Motivational speaker Tony Robbins, says that “it’s in your moments of decision that your destiny is shaped.” He may be a walking encyclopedia of cliches, but he’s not wrong. Our decisions, our actions – that’s how we shape our lives. And, if every decision holds an opportunity to shape our future, the good news is: there’s a lot of them. The average adult makes over 35,000 decisions each day. And, the average adult isn’t starting a business, so chances are you’re well above that number. 

Now, we could simply go about our day, allowing opportunities to pass by unseized. Or we can be thoughtful and reflect before we make a decision. As entrepreneurs, with so much coming at us, we need simple ways to filter decisions in order to maximize the opportunities before us. 

That’s where your values come into play. Values guide your actions, creating a sense of focus. They describe the things that are important to you. They act as guiding principles for how you will show up and face any situation or decision. This isn’t about having a few punchy words on a page. This is about shaping your behavior. It’s about changing the way you choose to show up. Reflecting on those ideals before making a decision, provides you with a filter to make the best possible decision for you and your business. And, if you treat every decision as an opportunity to reflect your values and what’s important to you, then they’re not just words on a page – they come to life. Like climbing a mountain, every step, every decision, should get you one step closer to the summit.

Let’s get tactical. 

For your values to be effective: 

  • Define them. Clarify exactly what the words mean to you and how they show up in your life. 
  • Don’t have too many of them. You want at least a few to make things interesting, but not so many that it’s unrealistic for you to live them all. Aim for between 3-5 total. 
  • Be intentional with how they show up in everything you do. Find small ways to bring them to life. 

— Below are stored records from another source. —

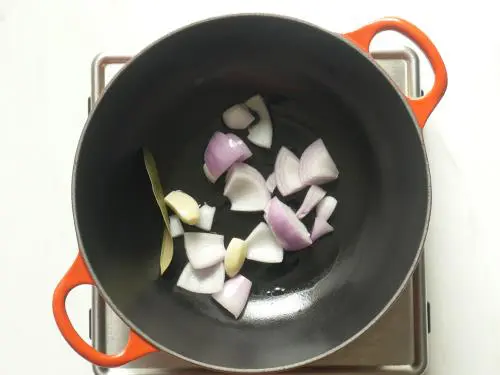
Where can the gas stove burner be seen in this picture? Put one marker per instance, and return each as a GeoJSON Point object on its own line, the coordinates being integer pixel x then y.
{"type": "Point", "coordinates": [396, 344]}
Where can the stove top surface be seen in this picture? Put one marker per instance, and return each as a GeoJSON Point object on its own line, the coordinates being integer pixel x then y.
{"type": "Point", "coordinates": [396, 344]}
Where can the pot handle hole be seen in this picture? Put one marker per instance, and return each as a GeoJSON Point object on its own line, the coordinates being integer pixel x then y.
{"type": "Point", "coordinates": [77, 275]}
{"type": "Point", "coordinates": [423, 106]}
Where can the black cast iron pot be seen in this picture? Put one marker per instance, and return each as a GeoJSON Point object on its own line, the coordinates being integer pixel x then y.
{"type": "Point", "coordinates": [170, 98]}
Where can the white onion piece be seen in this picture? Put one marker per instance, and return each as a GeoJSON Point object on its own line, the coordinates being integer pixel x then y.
{"type": "Point", "coordinates": [234, 295]}
{"type": "Point", "coordinates": [207, 214]}
{"type": "Point", "coordinates": [209, 176]}
{"type": "Point", "coordinates": [246, 188]}
{"type": "Point", "coordinates": [290, 232]}
{"type": "Point", "coordinates": [238, 142]}
{"type": "Point", "coordinates": [271, 182]}
{"type": "Point", "coordinates": [316, 165]}
{"type": "Point", "coordinates": [205, 281]}
{"type": "Point", "coordinates": [260, 134]}
{"type": "Point", "coordinates": [326, 207]}
{"type": "Point", "coordinates": [314, 195]}
{"type": "Point", "coordinates": [237, 117]}
{"type": "Point", "coordinates": [222, 152]}
{"type": "Point", "coordinates": [263, 246]}
{"type": "Point", "coordinates": [286, 170]}
{"type": "Point", "coordinates": [176, 228]}
{"type": "Point", "coordinates": [204, 249]}
{"type": "Point", "coordinates": [320, 228]}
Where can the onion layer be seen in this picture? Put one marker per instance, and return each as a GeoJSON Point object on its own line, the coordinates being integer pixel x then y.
{"type": "Point", "coordinates": [207, 214]}
{"type": "Point", "coordinates": [205, 281]}
{"type": "Point", "coordinates": [271, 182]}
{"type": "Point", "coordinates": [314, 195]}
{"type": "Point", "coordinates": [260, 134]}
{"type": "Point", "coordinates": [246, 188]}
{"type": "Point", "coordinates": [204, 249]}
{"type": "Point", "coordinates": [234, 295]}
{"type": "Point", "coordinates": [316, 165]}
{"type": "Point", "coordinates": [263, 246]}
{"type": "Point", "coordinates": [290, 232]}
{"type": "Point", "coordinates": [222, 152]}
{"type": "Point", "coordinates": [237, 142]}
{"type": "Point", "coordinates": [286, 170]}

Here’s an example. One of my values is curiosity. Here’s how I define that: “Curiosity is a muscle. Exercise it – ask questions and embrace the unknown. Never stop learning. Seek first to understand, but never settle for the status quo. Look for inspiration to spark new ideas.” And, here’s how I bring it to life every day: (1) when I encounter a problem, I try really hard to flip it into a question, and (2) I read at least 10 articles a day (any subject). 

You can find more of my personal values on my About page. 

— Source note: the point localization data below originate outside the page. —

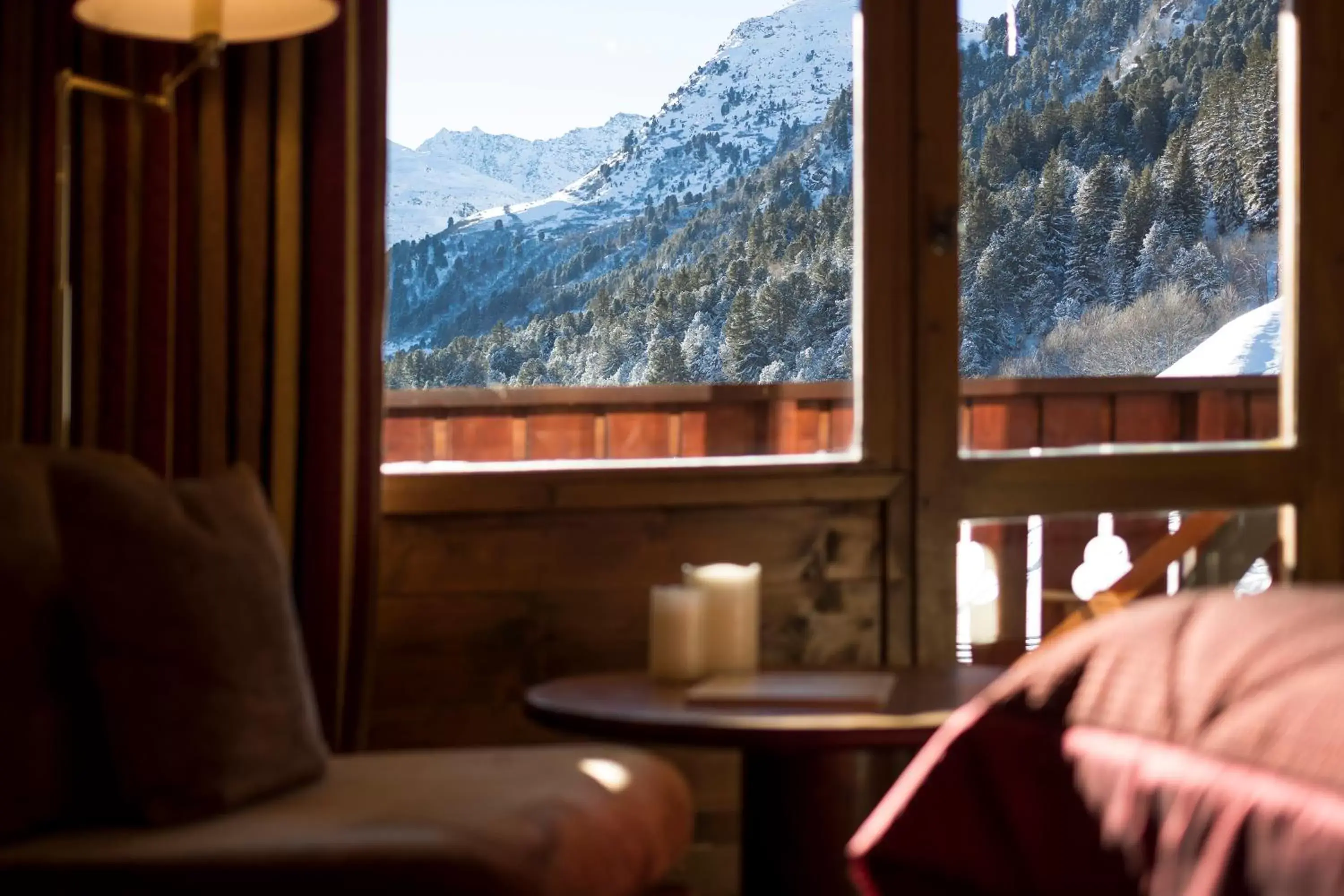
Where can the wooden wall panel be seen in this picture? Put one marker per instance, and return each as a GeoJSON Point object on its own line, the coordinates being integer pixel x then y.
{"type": "Point", "coordinates": [483, 439]}
{"type": "Point", "coordinates": [734, 431]}
{"type": "Point", "coordinates": [1222, 416]}
{"type": "Point", "coordinates": [476, 609]}
{"type": "Point", "coordinates": [561, 437]}
{"type": "Point", "coordinates": [409, 440]}
{"type": "Point", "coordinates": [640, 436]}
{"type": "Point", "coordinates": [1004, 424]}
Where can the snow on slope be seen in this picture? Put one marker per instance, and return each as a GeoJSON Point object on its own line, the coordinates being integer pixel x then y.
{"type": "Point", "coordinates": [457, 174]}
{"type": "Point", "coordinates": [969, 33]}
{"type": "Point", "coordinates": [424, 191]}
{"type": "Point", "coordinates": [1160, 23]}
{"type": "Point", "coordinates": [1249, 346]}
{"type": "Point", "coordinates": [771, 73]}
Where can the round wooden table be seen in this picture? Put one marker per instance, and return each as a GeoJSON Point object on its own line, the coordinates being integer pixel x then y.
{"type": "Point", "coordinates": [810, 777]}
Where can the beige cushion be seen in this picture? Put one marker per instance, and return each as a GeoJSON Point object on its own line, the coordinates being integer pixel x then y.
{"type": "Point", "coordinates": [182, 594]}
{"type": "Point", "coordinates": [483, 823]}
{"type": "Point", "coordinates": [38, 660]}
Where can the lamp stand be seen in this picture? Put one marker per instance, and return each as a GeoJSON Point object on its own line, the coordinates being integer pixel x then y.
{"type": "Point", "coordinates": [62, 306]}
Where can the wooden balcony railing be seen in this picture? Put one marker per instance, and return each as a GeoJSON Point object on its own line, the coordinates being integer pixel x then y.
{"type": "Point", "coordinates": [808, 418]}
{"type": "Point", "coordinates": [554, 424]}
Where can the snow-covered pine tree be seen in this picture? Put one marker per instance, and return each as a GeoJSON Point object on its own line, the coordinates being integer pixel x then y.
{"type": "Point", "coordinates": [1262, 182]}
{"type": "Point", "coordinates": [1096, 213]}
{"type": "Point", "coordinates": [664, 363]}
{"type": "Point", "coordinates": [1183, 201]}
{"type": "Point", "coordinates": [1053, 221]}
{"type": "Point", "coordinates": [741, 351]}
{"type": "Point", "coordinates": [1215, 148]}
{"type": "Point", "coordinates": [1155, 258]}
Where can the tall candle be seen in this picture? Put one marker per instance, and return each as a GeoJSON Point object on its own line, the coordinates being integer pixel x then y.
{"type": "Point", "coordinates": [676, 633]}
{"type": "Point", "coordinates": [732, 614]}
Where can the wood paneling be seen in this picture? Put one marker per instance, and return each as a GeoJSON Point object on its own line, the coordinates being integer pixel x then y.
{"type": "Point", "coordinates": [476, 609]}
{"type": "Point", "coordinates": [561, 437]}
{"type": "Point", "coordinates": [252, 250]}
{"type": "Point", "coordinates": [17, 30]}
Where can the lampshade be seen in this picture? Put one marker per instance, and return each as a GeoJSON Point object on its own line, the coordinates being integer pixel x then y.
{"type": "Point", "coordinates": [185, 21]}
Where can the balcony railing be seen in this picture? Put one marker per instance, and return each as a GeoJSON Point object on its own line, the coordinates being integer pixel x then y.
{"type": "Point", "coordinates": [554, 424]}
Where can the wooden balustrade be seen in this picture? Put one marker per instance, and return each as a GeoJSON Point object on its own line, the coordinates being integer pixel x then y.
{"type": "Point", "coordinates": [550, 424]}
{"type": "Point", "coordinates": [558, 424]}
{"type": "Point", "coordinates": [553, 424]}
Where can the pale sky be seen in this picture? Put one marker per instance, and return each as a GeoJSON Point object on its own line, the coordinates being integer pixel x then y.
{"type": "Point", "coordinates": [541, 68]}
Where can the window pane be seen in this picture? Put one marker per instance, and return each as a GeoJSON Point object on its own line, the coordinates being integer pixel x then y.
{"type": "Point", "coordinates": [1120, 214]}
{"type": "Point", "coordinates": [597, 213]}
{"type": "Point", "coordinates": [1019, 579]}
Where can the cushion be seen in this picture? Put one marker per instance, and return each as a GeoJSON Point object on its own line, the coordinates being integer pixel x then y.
{"type": "Point", "coordinates": [183, 599]}
{"type": "Point", "coordinates": [39, 659]}
{"type": "Point", "coordinates": [1185, 745]}
{"type": "Point", "coordinates": [482, 821]}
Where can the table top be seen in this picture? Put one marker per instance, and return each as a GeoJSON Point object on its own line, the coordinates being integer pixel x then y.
{"type": "Point", "coordinates": [633, 708]}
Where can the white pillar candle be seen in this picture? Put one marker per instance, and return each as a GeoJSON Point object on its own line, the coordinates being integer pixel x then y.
{"type": "Point", "coordinates": [732, 614]}
{"type": "Point", "coordinates": [676, 633]}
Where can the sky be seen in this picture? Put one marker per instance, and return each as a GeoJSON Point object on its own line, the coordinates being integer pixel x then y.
{"type": "Point", "coordinates": [537, 69]}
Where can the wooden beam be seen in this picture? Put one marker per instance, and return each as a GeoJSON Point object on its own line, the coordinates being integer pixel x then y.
{"type": "Point", "coordinates": [410, 495]}
{"type": "Point", "coordinates": [1312, 268]}
{"type": "Point", "coordinates": [936, 189]}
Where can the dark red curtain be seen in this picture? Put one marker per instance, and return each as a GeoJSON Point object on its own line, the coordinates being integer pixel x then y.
{"type": "Point", "coordinates": [228, 276]}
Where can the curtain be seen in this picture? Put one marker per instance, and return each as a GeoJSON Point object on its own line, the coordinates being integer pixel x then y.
{"type": "Point", "coordinates": [228, 271]}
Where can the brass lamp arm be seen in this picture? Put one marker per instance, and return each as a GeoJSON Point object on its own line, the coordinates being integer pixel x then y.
{"type": "Point", "coordinates": [62, 304]}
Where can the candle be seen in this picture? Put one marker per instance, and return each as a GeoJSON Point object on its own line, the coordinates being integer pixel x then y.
{"type": "Point", "coordinates": [732, 614]}
{"type": "Point", "coordinates": [676, 633]}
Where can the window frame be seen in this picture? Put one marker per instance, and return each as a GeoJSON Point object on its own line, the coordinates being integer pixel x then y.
{"type": "Point", "coordinates": [906, 194]}
{"type": "Point", "coordinates": [1304, 472]}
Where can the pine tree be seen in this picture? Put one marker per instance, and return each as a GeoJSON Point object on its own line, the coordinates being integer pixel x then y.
{"type": "Point", "coordinates": [1198, 272]}
{"type": "Point", "coordinates": [741, 353]}
{"type": "Point", "coordinates": [1183, 202]}
{"type": "Point", "coordinates": [1137, 211]}
{"type": "Point", "coordinates": [1096, 213]}
{"type": "Point", "coordinates": [1215, 140]}
{"type": "Point", "coordinates": [666, 365]}
{"type": "Point", "coordinates": [1053, 220]}
{"type": "Point", "coordinates": [1262, 187]}
{"type": "Point", "coordinates": [1155, 260]}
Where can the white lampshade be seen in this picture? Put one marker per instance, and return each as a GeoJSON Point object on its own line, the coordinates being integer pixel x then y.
{"type": "Point", "coordinates": [185, 21]}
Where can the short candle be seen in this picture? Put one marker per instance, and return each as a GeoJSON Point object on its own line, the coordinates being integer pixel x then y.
{"type": "Point", "coordinates": [732, 614]}
{"type": "Point", "coordinates": [676, 633]}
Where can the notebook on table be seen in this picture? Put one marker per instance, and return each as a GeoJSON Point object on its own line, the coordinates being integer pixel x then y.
{"type": "Point", "coordinates": [839, 691]}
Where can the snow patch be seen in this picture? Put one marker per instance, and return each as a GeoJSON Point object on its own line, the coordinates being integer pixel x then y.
{"type": "Point", "coordinates": [1250, 346]}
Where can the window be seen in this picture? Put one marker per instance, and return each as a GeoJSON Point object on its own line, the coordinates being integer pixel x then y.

Here’s another example. My first clients were two friends looking to start a dance studio. Early in our relationship, we did a values exercise. One of the values they identified was community

By using their value of community as a filter for decisions on their business strategy, they were able to transform the products and services they offered. In this case, they decided that many of their classes would mix age groups to encourage young women to mentor and support each other. That enabled them to create something valuable in the local dance studio market, where families already have a lot of options. Not only were they able to differentiate by using their values as a guide, but it also allowed their business to be an expression of themselves. Learn more about their story on their website.

By the way, one of the very first activities I do with each new client is to define mission and values. Get a free consultation today to learn more.

Identify your values. 

What are your values? How might you use them to influence your decisions? How might they change or reinforce your business strategy? What values already show up in your life? Share your story in the comments and reach out to learn more about how we can identify your values together.

Starting and growing a business is not a straightforward and linear process. It can feel messy. It zigs and zags. It starts and stops. It can feel frustrating even for the most seasoned business owners. And, that’s ok. It’s also an exciting challenge. It’s going to stretch you. You’re going to learn a lot – not just about business, but about yourself. And, that’s why it’s worth it.